An exegesis is a form of assessment that generally accompanies a student's creative work, for example, a short film.
An exegesis usually takes the form of a written, audio or video essay and provides a critical explanation of logical thought processes, choice of themes and justifications for the creative decisions made when the creative work was produced.
An exegesis also allows for students to critically examine their creative work in comparison to current theory and practice.
PLEASE NOTE
You may be asked to include other components in your exegesis. The below is a template outline and a general guide to the content to include. Please read your assessment question carefully and check with your lecturer for anything specific you should include.
INTRODUCTION
Here you can describe your work.
What is about? What are the themes?
Why is it important to you and why will it be important to your audience?

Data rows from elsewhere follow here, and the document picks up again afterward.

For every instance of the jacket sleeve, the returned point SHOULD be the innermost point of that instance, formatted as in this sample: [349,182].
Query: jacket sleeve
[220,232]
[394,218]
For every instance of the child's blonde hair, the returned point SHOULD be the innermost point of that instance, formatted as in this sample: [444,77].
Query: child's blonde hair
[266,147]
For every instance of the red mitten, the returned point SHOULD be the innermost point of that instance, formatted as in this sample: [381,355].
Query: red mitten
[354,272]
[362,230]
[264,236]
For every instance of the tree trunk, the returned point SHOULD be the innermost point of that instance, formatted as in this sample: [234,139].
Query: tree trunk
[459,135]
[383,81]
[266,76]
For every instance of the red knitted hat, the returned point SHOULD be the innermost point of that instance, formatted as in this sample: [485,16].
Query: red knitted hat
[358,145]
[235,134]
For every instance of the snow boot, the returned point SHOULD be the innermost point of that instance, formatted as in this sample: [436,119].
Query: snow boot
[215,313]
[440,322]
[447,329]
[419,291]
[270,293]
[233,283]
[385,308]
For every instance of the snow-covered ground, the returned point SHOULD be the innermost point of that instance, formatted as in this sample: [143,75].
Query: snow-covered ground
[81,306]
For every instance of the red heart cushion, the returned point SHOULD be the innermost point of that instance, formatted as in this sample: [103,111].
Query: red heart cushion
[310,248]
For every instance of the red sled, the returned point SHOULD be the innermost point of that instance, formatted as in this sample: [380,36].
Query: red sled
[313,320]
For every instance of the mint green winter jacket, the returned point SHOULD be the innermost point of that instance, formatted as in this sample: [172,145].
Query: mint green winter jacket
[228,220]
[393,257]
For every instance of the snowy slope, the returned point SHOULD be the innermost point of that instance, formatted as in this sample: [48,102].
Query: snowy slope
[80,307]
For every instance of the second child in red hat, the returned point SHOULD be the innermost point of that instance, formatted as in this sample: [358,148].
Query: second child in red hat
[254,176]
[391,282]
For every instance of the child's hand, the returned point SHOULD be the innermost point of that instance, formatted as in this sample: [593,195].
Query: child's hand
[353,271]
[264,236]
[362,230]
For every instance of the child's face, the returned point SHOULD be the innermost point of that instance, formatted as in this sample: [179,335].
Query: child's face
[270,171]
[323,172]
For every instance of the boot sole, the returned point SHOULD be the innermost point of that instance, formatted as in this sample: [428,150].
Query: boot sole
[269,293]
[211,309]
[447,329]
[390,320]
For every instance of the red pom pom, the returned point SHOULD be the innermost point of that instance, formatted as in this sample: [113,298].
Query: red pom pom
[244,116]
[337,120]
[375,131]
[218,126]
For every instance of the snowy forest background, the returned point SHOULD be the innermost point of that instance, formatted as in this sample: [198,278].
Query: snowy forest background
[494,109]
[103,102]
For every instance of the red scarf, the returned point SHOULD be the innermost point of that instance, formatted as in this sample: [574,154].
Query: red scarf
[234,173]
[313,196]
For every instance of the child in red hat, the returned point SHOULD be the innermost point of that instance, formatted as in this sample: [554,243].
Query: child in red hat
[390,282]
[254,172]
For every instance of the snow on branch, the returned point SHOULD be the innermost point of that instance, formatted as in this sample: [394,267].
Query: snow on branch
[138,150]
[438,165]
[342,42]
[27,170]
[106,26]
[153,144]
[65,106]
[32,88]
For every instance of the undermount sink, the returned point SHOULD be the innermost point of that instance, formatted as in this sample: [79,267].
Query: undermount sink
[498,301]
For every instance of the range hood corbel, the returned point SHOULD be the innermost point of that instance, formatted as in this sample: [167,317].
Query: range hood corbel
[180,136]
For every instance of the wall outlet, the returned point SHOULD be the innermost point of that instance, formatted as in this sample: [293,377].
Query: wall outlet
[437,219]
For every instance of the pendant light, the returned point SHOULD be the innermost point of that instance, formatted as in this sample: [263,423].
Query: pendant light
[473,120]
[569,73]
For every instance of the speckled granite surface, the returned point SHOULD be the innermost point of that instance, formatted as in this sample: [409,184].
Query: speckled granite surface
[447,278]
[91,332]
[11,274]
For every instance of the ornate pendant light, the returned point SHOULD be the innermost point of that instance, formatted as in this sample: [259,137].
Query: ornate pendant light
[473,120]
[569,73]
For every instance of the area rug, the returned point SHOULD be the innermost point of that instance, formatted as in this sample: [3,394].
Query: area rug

Where does your work sit within a broader social, historical or artistic context?
Also identify the discussion points to come, and outline what you will talk about in the body of your exegesis.
BODY
This is where you will delve into analysing your work further.
You may include:
An outline and assessment of the process that you undertook to create the work, also discussing which aspects of the process worked well and which didn't.
Your inspiration, your ideas and the process of moved from ideas to physical works.
The historical and cultural context and significance or your work.
A detailed look at the work itself - each aspect of the work, especially in relation to the above concepts.
CONCLUSION
Here you will sum up your ideas and give a broad overview of the outcomes and discoveries that you discussed above.
Fonts & Paragraphs
For written exegeses use a serif font (such as Times New Roman, Palatino, Garamond). You may use a different sans serif font (for example Helvetica, Arial etc.) for your headings. It's not advisable to use more than two fonts.
For a website use a sans serif font. You can vary the font of headings, but again, it’s not advisable to use more than two fonts on your website.
12 point font preferred. Do not use larger than 12 point, and only use 10 point if the typeface is readable without strain.
Margins
Left & right margins: 3.81cm
Top Margin 5.08 cm; bottom margin 2.54cm
Pagination
Include page numbers for all pages; use roman numerals for Front Matter (e.g. if listing keywords, table of contents, etc.) Your title page is counted as page i, but should not be numbered.